Situação bastante interessante verificamos em decisão do Recurso Especial nº 1.389.952-MT, julgado em 03/06/2014, onde o controle de políticas públicas relacionado a inúmeras irregularidades estruturais e sanitárias em cadeia pública, tais como superlotação, ausência de condições mínimas de salubridade e desrespeito a integridade física e moral dos detentos, foi o bastante para que o Judiciário afastasse a alegação de ausência de previsão orçamentária, para obrigar o Estado a adotar providências administrativas e respectiva previsão orçamentária para reformar a referida cadeia pública ou construir nova unidade, mormente quando não houver comprovação objetiva da incapacidade econômico-financeira da pessoa estatal. Como principais argumentos, a Corte aduziu que o princípio da reserva do possível não pode ser utilizado de forma indiscriminada, não pode ser oposto a um outro princípio, que é o conhecido como mínimo existencial.

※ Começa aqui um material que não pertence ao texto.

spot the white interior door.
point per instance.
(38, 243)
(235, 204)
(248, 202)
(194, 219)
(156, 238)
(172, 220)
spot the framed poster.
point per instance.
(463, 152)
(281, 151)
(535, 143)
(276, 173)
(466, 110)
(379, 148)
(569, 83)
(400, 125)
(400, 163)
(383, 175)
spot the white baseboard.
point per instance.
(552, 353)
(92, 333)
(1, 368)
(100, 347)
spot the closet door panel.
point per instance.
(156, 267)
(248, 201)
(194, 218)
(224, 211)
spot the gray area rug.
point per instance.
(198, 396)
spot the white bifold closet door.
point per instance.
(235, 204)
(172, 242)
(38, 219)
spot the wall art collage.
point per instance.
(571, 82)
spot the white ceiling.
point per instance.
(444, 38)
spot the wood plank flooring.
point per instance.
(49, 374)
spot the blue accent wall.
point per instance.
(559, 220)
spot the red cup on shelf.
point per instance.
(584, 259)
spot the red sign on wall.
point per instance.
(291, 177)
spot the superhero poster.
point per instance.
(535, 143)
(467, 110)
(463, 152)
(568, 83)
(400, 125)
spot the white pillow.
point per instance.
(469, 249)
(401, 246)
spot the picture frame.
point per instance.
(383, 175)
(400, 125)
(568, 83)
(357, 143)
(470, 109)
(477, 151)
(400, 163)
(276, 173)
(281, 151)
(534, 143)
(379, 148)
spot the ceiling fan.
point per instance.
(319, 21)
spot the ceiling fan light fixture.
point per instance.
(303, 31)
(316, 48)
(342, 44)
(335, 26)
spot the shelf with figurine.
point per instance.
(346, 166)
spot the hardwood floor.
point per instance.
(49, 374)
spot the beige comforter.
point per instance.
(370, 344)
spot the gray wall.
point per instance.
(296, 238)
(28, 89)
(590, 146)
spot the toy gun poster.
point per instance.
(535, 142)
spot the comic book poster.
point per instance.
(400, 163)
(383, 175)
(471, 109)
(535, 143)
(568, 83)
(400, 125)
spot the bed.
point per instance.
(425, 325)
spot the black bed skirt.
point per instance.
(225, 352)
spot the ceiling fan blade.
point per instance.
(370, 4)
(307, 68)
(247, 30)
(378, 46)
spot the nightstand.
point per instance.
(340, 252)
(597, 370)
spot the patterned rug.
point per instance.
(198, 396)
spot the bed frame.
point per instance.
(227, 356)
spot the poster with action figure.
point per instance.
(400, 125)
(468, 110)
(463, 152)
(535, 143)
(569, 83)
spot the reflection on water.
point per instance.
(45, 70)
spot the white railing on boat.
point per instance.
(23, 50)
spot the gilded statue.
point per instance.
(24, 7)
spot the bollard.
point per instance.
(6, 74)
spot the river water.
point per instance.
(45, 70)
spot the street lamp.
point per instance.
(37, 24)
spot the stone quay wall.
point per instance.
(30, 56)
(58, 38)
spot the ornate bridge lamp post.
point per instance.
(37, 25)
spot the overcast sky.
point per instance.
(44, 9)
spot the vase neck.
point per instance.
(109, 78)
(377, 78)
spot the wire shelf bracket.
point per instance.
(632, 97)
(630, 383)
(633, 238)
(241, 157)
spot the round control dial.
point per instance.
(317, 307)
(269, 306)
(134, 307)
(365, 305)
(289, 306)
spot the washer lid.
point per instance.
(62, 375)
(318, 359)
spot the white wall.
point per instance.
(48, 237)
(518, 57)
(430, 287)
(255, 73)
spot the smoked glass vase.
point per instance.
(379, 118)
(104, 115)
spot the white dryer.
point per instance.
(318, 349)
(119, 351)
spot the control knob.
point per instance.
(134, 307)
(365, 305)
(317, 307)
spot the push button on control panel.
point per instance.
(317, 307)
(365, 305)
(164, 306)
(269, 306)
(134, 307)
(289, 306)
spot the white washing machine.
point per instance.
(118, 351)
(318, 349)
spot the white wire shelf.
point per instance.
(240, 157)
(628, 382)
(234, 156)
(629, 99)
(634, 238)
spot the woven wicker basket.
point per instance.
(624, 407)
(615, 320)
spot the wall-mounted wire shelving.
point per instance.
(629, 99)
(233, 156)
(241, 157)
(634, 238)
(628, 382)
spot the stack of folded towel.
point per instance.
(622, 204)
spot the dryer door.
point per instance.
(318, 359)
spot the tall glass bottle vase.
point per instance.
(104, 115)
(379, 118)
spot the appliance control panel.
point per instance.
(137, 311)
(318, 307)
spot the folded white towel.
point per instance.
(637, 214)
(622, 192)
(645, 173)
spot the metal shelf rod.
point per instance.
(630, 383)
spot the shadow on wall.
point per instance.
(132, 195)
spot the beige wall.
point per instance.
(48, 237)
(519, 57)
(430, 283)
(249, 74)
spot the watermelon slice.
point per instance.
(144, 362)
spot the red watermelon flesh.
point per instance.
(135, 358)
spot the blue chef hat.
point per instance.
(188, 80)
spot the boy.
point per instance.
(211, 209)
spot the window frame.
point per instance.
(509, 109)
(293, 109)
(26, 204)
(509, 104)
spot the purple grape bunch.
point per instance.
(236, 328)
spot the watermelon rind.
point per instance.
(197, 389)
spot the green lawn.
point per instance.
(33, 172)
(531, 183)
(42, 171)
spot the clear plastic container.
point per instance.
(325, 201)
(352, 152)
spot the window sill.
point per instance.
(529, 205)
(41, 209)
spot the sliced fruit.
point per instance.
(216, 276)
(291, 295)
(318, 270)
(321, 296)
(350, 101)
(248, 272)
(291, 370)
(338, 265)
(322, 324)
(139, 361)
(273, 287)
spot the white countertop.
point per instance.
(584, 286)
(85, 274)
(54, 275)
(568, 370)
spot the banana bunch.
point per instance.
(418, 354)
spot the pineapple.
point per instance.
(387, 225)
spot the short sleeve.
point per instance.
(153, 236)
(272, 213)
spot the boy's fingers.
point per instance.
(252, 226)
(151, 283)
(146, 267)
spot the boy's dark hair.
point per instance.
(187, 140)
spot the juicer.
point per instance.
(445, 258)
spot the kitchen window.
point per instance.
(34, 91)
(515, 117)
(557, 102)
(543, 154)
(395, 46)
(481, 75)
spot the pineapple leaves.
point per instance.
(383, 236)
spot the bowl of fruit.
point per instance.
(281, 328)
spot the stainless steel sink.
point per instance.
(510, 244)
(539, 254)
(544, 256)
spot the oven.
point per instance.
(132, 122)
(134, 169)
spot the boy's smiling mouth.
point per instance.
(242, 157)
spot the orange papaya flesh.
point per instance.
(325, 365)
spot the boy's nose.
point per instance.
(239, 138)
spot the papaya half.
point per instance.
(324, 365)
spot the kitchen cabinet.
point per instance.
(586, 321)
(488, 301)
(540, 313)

Na citada decisão, finaliza o ilustre relator, Ministro Herman Benjamin, dirimindo que se não se pode cumprir tudo, deve-se, ao menos, garantir aos cidadãos um mínimo de direitos que são essenciais a uma vida digna, entre os quais, sem a menor dúvida, podemos incluir um padrão mínimo de dignidade às pessoas encarceradas em estabelecimentos prisionais. Por esse motivo, não havendo comprovação objetiva da incapacidade econômico-financeira da pessoa estatal, inexistirá empecilho jurídico para que o Judiciário determine a inclusão de determinada política pública nos planos orçamentários do ente político.


Conclusão

Embora o assunto apresente-se digno de análise a fim de dar azo tanto ao prisma do Judiciário quanto do Executivo, inegável que à luz da dignidade da pessoa humana, a influência jurisdicional na arrecadação e gerência da administração pública têm sido capaz de resguardar interesses sociais ligados a necessidades básicas.

Não se pode deixar de lado, no entanto, que a prática judiciária arranha, de certa forma, a cláusula pétrea da separação dos poderes, quando adentra no arcabouço financeiro-orçamentário do ente político e lhe “revira” as contas e o cálculo já pormenorizado para as políticas públicas do exercício.

Propomos, de forma abreviada, um estudo tanto do princípio da reserva do possível, amparo às omissões genéricas da Administração, quanto do mínimo existencial, base garantidora da dignidade humana, sob o enfoque do princípio da proporcionalidade, aqui considerado apto a balancear os impasses enfrentados no caso concreto.


Bibliografia utilizada:

  1. NOVELINO, Marcelo. Direito Constitucional. São Paulo: Editora Método, 2009, 3º ed.
  1. TAVARES, André Ramos. Curso de Direito Constitucional. São Paulo: Editora Saraiva, 2014, 12ª ed.
  1. MELLO FILHO, José Celso de. Constituição Federal Anotada. São Paulo: Editora Saraiva, 1984.
  1. CARVALHO FILHO, José dos Santos. Manual de Direito Administrativo. Rio de Janeiro: Editora Lumen Juris, 2009.
  1. http://www.jusbrasil.com.br/jurisprudencia. Acesso em 17/11/2014.
  1. http://www.conteudojuridico.com.br/informativo-tribunal,informativo-543-do-stj-2014,49511.html. Acesso em 17/11/2014.

Nota

[1] José dos Santos Carvalho Filho cita, como exemplos, o caso de obras públicas, como hidrelétricas, reformas de estradas, construção de estabelecimentos de ensino ou hospitalares, todos componentes das políticas de administração e sem prazo certo para serem implementadas.